Up to the present, conventional pile-group design practices are still largely concentrated on providing adequate axial capacity to carry structural loads, and estimation of pile-group settlement is generally treated as a secondary issue. It is necessary to reverse these priorities, and to develop new analytical methods that allow simple estimation of the load-deflection behavior of pile-group foundation systems, and hence permit design studies to focus more on settlement issues rather than pile capacity issues alone. To achieve this aim, it is impossible to confine the research just in the linear elastic response of pile-groups. The manners in which the nonlinear elastic stress strain response of soil affect single pile response and interaction between piles must be explored, and the importance of the nonlinearity of pile-group response by comparing with a single pile, and the average shaft and base response must be examined in a reliable and acceptable manner.
This thesis concentrates on developing a practical and simple semi-analytical approach for estimating the load-settlement performance of large size pile-group and piled-rafts system. In order to attain the aim of the research, a semi-analytical model will be developed that will provide a base for interpretation and anticipation of the load settlement behaviors of single-piles and pile-groups under both linear and nonlinear loading ranges. The model is mainly intended to incorporate the three important pile-soil-raft interaction aspects: the interaction between pile and soil, the interaction between pile to pile in a pile group, and the interaction between the soil reaction pressure developed under the raft with the surrounding pile. The fiamework is essentially a theoretical model based on existing mathematical hypothesis and some observations, made from laboratory shear ring test results and field pile-load test results.

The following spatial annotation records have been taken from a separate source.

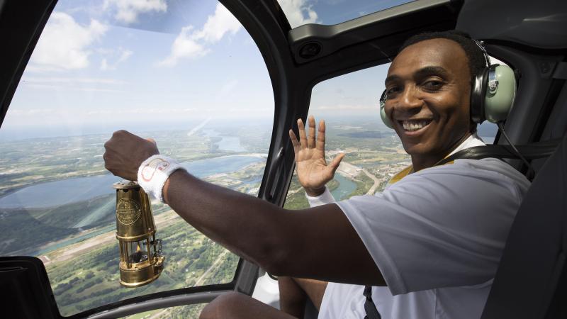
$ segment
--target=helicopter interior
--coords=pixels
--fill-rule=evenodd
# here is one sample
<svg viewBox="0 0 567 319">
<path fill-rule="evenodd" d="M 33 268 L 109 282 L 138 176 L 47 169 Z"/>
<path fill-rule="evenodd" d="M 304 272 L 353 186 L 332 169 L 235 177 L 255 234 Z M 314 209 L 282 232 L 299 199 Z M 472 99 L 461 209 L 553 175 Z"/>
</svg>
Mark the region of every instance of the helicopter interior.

The first step to achieve this aim is to develop a simplified nonlinear load-transfer function to simulate the shaft shear stress and shaft displacement relationship for a single pile and the corresponding algorithm. The key feature to this load-transfer function is the resulting displacement induced by the shaft shear stress, which can be separated into two parts. The first part is a nonlinear localized shear displacement, which is developed in a thin disturbed layer around the interface of the pile shaft. In this thesis, a simple hyperbolic model is adopted to simulate this nonlinear displacement. The second part is a linear elastic displacement field outside the disturbed zone, which can by simulated by well-established elastic solution. For the second part, the principle of superposition is assumed to hold. The following steps are examined in order to verify the formulation concept and the procedure adopted in this study:
1. Comparison between the laboratory ring shear test results and the proposed hyperbolic load-transfer function to describe the localized shear displacement and shear stress relationship;
2. Propose a back-analysis method to obtain the coefficients required for the description of the hyperbolic load-transfer function around a vertically loaded single pile and to verify the reliability of the proposed nonlinear model;
3. To study the result from nonlinear FEM analysis, is based on a complex constitutive relationship to model the load-transfer relationship around a pile shaft; and
4. A number of field pile-load test results are compared with the results predicted by the proposed analytical method.
All the results as mentioned above seem to agree with the fundamental concept of the proposed nonlinear load-transfer function, which leads to the conclusion that the localized shear displacement zone around the pile shaft dominates the load-displacement behavior of single piles. In similar concept, two additional simplified load-transfer functions for nonlinear analysis of pile-groups are formed. The first load-transfer function can simulate the interaction of pile-group systems, and the second transfer function can simulate piled-raft systems in which the raft is fully contacted with the ground.
Although the proposed load-transfer functions involve large simplification and idealization of soil response to pile load, the proposed simplified load-transfer function captures the essential load-displacement behaviour of pile-groups. By adopting the proposed load-transfer functions, a highly efficient and stable algorithm is presented. Parametric studies are performed in order to study the basic nonlinear behaviour of single piles and pile-groups. Emphases are placed on following effects of large-scale pile-groups:
1. Pile load distribution among the pile group;
2. Soil reaction pressure distribution;
3. Mobilization of shaft shear stress along the pile depth;
4. Pile slenderness effect on the pile load distribution and soil pressure distribution;
5. Pile base nonlinear responses.
The applicability and limitations of the proposed analytical model solution will be discussed. Some pile interaction effects of large pile-group system were obtained in this study, which were never discussed in previous research studies, are observed in the present study. These findings provide valuable insight in the understanding of the fundamental load-displacement mechanisms of large pile-groups under linear and nonlinear load conditions. It is believed that the new findings in this thesis can assist the industry to better understand the load-settlement behaviour of pile-group foundations and to provide engineers with reasonable recommendations and judgements.